Numerous objections were made to evidence not falling precisely within the general principles already stated. One of the assessors was asked in cross-examination if he had in mind in making his valuation of the structures the expiration of the lease. Considerable latitude in cross-examination is permissible. The reported evidence on this point is fragmentary. There is nothing in the record to show error. Donovan v. Haverhill, 247 Mass. 69 . Admission of testimony of another assessor on cross-examination, that he thought a prospective purchaser of such land would be interested in the ratio of rentals and taxes to the gross receipts from property of this nature, can hardly rise to the dignity of reversible error in the circumstances disclosed. The same is true of cross-examination as to his knowledge of some Federal regulation as affecting depreciation of amusement structures. Testimony of an expert that land in another section of the Revere Beach boulevard was more valuable than that of the taxpayer discloses no harm-
ful error. Opinion evidence as to the value of other land than that under direct inquiry commonly is not admissible. McCabe v. Chelsea, 265 Mass. 494 , 495, and cases cited.

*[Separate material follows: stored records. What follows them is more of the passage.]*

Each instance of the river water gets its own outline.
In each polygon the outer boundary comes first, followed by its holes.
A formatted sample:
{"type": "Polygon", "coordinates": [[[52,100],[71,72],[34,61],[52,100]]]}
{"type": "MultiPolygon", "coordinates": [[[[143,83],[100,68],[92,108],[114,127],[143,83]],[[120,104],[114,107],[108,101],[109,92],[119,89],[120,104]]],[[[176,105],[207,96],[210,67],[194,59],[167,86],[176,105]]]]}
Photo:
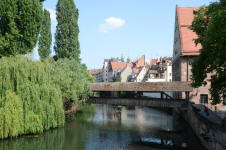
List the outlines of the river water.
{"type": "Polygon", "coordinates": [[[203,147],[191,128],[183,120],[175,119],[170,111],[138,106],[95,105],[95,113],[66,123],[63,128],[37,137],[0,141],[0,150],[168,149],[203,150],[203,147]]]}

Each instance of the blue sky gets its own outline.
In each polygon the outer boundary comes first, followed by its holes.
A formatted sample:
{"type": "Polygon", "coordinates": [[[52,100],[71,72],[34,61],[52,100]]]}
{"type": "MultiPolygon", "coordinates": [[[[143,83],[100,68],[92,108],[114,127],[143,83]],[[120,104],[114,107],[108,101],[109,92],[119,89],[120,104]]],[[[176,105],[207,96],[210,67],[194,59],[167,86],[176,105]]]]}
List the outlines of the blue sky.
{"type": "MultiPolygon", "coordinates": [[[[208,5],[216,0],[75,0],[79,9],[82,62],[101,68],[103,60],[145,54],[147,59],[172,56],[175,8],[208,5]]],[[[46,0],[54,38],[57,0],[46,0]]],[[[53,39],[54,42],[54,39],[53,39]]],[[[37,51],[35,58],[38,58],[37,51]]]]}

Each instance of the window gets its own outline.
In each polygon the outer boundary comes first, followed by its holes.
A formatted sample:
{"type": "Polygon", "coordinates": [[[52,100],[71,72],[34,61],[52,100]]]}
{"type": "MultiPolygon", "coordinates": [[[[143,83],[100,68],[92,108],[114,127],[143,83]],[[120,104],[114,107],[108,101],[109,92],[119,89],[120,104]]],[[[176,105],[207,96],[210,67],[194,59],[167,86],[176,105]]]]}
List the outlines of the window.
{"type": "Polygon", "coordinates": [[[226,105],[226,94],[223,96],[223,105],[226,105]]]}
{"type": "Polygon", "coordinates": [[[208,104],[208,95],[207,94],[201,94],[200,95],[200,103],[201,104],[208,104]]]}

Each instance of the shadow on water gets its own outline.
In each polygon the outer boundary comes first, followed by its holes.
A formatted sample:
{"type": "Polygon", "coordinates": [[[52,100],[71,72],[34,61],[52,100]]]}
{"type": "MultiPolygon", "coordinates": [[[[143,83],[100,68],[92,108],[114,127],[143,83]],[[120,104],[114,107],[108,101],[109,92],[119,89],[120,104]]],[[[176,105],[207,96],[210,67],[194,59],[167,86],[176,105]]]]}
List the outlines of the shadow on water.
{"type": "Polygon", "coordinates": [[[2,140],[0,150],[203,150],[183,121],[179,120],[184,130],[172,132],[169,113],[110,105],[95,105],[95,110],[81,111],[64,128],[38,138],[2,140]]]}

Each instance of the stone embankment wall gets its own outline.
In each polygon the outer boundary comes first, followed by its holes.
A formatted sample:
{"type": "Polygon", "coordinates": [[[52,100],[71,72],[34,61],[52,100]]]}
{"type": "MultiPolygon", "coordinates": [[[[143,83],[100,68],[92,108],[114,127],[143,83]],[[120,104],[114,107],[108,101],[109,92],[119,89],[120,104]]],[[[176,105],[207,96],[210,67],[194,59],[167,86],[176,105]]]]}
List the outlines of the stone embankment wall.
{"type": "Polygon", "coordinates": [[[188,104],[183,117],[207,150],[226,150],[226,127],[203,116],[201,110],[188,104]]]}

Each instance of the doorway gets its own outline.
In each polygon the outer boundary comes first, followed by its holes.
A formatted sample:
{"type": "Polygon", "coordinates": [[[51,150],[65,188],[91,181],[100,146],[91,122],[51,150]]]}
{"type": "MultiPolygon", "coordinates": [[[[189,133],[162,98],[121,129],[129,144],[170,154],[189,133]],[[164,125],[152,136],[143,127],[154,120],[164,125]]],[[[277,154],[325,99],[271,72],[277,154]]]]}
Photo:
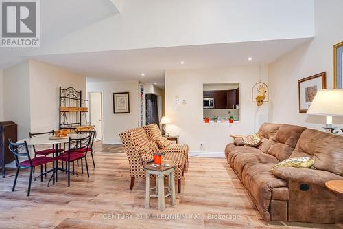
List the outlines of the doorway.
{"type": "Polygon", "coordinates": [[[102,92],[89,92],[89,122],[94,126],[95,141],[102,140],[102,92]]]}
{"type": "Polygon", "coordinates": [[[160,124],[161,105],[158,102],[158,96],[153,94],[145,94],[145,117],[146,124],[153,123],[160,124]]]}

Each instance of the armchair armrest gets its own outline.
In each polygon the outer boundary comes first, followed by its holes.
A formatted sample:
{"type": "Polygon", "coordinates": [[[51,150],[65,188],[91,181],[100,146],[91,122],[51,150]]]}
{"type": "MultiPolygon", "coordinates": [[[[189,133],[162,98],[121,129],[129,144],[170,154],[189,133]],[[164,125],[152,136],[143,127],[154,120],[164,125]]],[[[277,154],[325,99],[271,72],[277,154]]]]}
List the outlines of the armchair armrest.
{"type": "Polygon", "coordinates": [[[325,182],[332,179],[343,179],[343,177],[331,172],[295,167],[279,167],[273,171],[279,178],[300,182],[315,184],[325,187],[325,182]]]}

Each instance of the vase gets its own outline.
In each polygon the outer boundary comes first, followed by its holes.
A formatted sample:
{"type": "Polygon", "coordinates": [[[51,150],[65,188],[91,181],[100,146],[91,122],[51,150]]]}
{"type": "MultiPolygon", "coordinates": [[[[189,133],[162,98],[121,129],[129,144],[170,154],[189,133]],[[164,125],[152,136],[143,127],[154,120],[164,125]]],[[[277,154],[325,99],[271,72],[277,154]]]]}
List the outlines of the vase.
{"type": "Polygon", "coordinates": [[[154,163],[156,164],[161,164],[161,162],[162,161],[162,155],[154,155],[154,163]]]}

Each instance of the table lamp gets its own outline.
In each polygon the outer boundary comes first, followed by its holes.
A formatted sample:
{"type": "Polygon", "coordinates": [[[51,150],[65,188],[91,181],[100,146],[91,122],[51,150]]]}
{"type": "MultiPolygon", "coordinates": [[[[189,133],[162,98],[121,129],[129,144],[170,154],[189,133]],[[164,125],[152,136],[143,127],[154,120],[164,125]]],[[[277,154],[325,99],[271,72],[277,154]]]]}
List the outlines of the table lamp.
{"type": "Polygon", "coordinates": [[[326,116],[327,123],[324,128],[331,131],[337,128],[332,126],[332,116],[343,116],[343,89],[318,90],[307,113],[326,116]]]}
{"type": "Polygon", "coordinates": [[[165,126],[167,126],[167,124],[170,124],[170,123],[171,123],[170,120],[167,116],[163,116],[162,118],[161,119],[160,124],[164,124],[163,131],[165,131],[165,135],[166,136],[169,136],[169,134],[168,133],[168,132],[166,131],[165,126]]]}

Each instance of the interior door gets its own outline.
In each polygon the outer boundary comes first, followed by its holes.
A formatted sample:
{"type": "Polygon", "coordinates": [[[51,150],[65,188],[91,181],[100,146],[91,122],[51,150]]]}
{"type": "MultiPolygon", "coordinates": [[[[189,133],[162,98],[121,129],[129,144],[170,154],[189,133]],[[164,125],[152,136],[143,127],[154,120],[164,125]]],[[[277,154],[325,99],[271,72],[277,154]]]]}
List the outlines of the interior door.
{"type": "Polygon", "coordinates": [[[101,92],[89,92],[89,121],[97,131],[95,141],[102,139],[102,98],[101,92]]]}

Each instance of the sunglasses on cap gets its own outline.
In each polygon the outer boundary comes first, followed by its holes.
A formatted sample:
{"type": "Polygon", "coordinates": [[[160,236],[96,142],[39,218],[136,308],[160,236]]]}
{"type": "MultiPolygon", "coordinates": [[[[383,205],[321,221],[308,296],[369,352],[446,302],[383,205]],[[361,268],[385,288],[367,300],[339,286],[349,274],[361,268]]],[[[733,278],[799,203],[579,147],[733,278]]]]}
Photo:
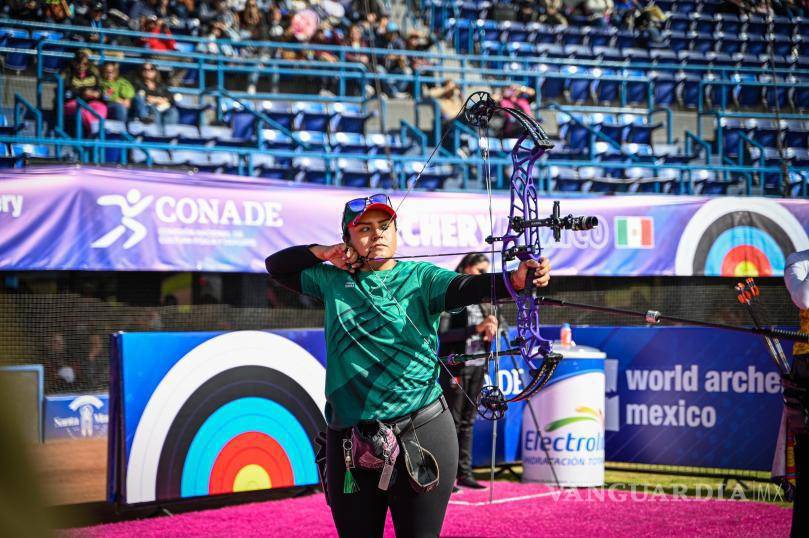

The value of the land in that other section was not shown and no standard of comparison appears. The testimony that some lease in the neighborhood had been surrendered does not appear to have been prejudicial error. Testimony as to the sale price of land a mile away from the locus seems to have been remote from the issue, but we do not think that there was substantial injustice in this regard. Exclusion of testimony as to the purchase by a lessee of some of the land in question of residential property of a substantial value at a time when he was not paying rent and taxes was not erroneous. It does not appear whether the purchase was wholly on credit or what were the outside resources of the purchaser. Testimony by one of experience in such matters that a roller coaster of a similar type probably would not be erected anew in this location cannot be said to have been without weight in determining the value of the existing structure.
It would serve no useful purpose to examine or to discuss at further length the questions of evidence argued. No reversible error appears to have been committed, because the rulings were not erroneous, or were discretionary, or related to inconsequential matters, or did not affect adversely the substantial rights of the parties. Randall v. Peerless Motor Car Co. 212 Mass. 352 , 386.
It follows that abatements are granted in the sums found by the board and that the taxpayer is to recover its costs before the board and the costs of this appeal.